Devant un puits artésien aux traînées de rouille, subsiste cette image d'enfance, que rien ne saurait emporter plus loin. Dans la vasque qui recueillait l'eau précieuse en un pays qui en manque quelque peu, son parfum de cendre et de chevreaux montait à la tête, souffle de vie : un canal s'en échappait, ses abeilles ivres, accordées au demi-sommeil des heures trop chaudes.
Longtemps regardé les figures que le givre avait tracées sur la vitre, en train de se défaire. Elles abandonnaient le terrain, rentraient en elles-mêmes, s'arrondissaient en gouttes : un goût particulier pour le spectacle de la décomposition ; la dislocation d'un ensemble et la retraite désordonnée de chacun de ses éléments. Que rien ne soit intangible et que tout puisse à tout moment se défaire, spécialement ce qui se construit patiemment au prix d'efforts énormes.
Il était difficile de taire ce que je savais sans pouvoir toutefois me le représenter en y appliquant ma pensée, en le dotant d'un tracé, d'un coloris même léger. Le visage réel qui m'était offert n'était que son reflet revu en esprit, simple frisson de lumière posé sur le tain du miroir.
Au pied d'un poteau télégraphique, quatre ou cinq grosses pierres. Sous la coulée miroitante, une gerbe de gouttelettes, la pluie s'était invitée parmi nous, couchant la pointe du rhododendron. La journée n'en finissait pas de prendre forme.

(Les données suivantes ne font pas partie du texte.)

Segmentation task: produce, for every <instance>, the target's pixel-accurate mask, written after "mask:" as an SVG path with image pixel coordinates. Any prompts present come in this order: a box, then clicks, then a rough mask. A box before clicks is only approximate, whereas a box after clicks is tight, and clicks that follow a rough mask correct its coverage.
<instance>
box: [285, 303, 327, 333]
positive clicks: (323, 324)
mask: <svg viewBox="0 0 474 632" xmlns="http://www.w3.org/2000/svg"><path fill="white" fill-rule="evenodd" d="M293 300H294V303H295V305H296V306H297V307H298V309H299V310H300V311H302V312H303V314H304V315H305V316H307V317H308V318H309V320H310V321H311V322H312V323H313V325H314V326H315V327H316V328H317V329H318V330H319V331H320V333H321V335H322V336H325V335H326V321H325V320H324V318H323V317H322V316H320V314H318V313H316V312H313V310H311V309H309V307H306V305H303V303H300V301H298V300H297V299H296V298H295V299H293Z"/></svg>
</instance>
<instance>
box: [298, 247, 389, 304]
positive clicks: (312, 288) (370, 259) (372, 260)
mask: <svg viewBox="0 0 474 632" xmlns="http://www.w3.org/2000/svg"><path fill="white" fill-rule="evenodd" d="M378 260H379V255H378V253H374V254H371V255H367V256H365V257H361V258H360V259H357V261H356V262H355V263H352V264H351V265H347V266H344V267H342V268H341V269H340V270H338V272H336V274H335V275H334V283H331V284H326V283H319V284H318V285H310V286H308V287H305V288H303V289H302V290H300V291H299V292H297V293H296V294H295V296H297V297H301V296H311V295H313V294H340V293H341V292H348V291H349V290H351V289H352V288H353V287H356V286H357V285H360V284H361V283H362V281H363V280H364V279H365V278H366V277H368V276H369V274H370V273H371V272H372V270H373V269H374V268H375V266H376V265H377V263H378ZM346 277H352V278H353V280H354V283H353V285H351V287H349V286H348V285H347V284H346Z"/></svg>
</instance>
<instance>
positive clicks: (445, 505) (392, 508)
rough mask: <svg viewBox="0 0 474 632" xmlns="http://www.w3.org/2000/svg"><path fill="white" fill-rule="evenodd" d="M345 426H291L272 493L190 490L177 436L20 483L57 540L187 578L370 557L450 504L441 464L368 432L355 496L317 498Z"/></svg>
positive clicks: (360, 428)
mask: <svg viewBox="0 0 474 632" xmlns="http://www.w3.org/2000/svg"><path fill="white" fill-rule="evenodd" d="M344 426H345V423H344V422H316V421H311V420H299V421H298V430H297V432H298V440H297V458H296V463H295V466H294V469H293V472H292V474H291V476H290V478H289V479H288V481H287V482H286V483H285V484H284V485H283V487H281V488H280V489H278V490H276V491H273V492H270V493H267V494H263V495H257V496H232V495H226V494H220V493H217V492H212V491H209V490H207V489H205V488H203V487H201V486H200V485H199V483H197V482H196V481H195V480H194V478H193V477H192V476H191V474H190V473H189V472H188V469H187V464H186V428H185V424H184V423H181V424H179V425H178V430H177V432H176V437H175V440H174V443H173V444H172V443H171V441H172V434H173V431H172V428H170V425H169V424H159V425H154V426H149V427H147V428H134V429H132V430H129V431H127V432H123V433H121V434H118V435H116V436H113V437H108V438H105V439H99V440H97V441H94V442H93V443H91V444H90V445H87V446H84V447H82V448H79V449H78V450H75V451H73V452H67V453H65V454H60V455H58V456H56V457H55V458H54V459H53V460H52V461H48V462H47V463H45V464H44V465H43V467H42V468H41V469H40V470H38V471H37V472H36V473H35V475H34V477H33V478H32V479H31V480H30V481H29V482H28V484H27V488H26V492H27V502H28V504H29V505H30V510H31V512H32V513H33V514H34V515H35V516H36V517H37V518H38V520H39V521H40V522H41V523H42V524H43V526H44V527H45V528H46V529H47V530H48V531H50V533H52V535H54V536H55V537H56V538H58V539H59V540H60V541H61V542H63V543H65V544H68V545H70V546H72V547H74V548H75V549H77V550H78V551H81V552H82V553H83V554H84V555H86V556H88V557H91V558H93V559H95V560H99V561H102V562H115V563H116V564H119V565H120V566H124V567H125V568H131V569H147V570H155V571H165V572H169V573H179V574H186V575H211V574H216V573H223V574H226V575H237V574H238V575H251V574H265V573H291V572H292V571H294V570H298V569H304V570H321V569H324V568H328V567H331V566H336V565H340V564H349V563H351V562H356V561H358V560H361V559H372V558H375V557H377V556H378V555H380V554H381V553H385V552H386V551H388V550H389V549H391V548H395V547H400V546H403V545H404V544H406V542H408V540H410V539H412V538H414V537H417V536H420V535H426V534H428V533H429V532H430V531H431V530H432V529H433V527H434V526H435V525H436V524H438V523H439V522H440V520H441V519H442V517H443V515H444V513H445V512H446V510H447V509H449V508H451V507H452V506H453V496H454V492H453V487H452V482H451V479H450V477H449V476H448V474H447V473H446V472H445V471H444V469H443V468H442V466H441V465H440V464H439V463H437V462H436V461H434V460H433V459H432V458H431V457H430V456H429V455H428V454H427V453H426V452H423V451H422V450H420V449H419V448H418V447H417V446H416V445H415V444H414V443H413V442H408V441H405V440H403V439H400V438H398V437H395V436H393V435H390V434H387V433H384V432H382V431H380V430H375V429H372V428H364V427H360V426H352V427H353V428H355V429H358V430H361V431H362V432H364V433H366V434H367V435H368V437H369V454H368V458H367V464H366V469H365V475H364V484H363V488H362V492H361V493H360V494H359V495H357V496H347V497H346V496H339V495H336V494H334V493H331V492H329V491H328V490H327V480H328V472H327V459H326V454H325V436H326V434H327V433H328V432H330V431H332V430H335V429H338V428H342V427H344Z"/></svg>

Parce que lointaine, elle me semblait plus belle. Nous n'avons que nos rêves pour avancer un peu. Le vent de sable souffle, les mollets en rougissent tant le picotement est intense. Avec le décalque léger d'une caravane, quoi me poussait vers l'impossible envers d'un monde dont je ne pouvais goûter que l'impression d'un simple passage en nous, dans notre corps, bientôt avec notre complicité, notre consentement intime. Sentir le vide dissoudre ainsi nos cellules de l'intérieur, tenter de l'aider de notre mieux, de rendre sa tâche plus aisée, en nous relâchant, en nous tenant à sa disposition...
Refus d'entrer dans le giron de telle ou telle école poétique, de quelque obédience qu'elle se réclame. Pierre me reproche au téléphone d'être arrivé en métropole, il y a de cela quelque quarante années, sans aucune conscience politique. J'avais brûlé presque dix-huit années d'existence, Raja L., la fille du procureur de la République m'avait dit, en me quittant : "Ne nous oublie pas trop vite !".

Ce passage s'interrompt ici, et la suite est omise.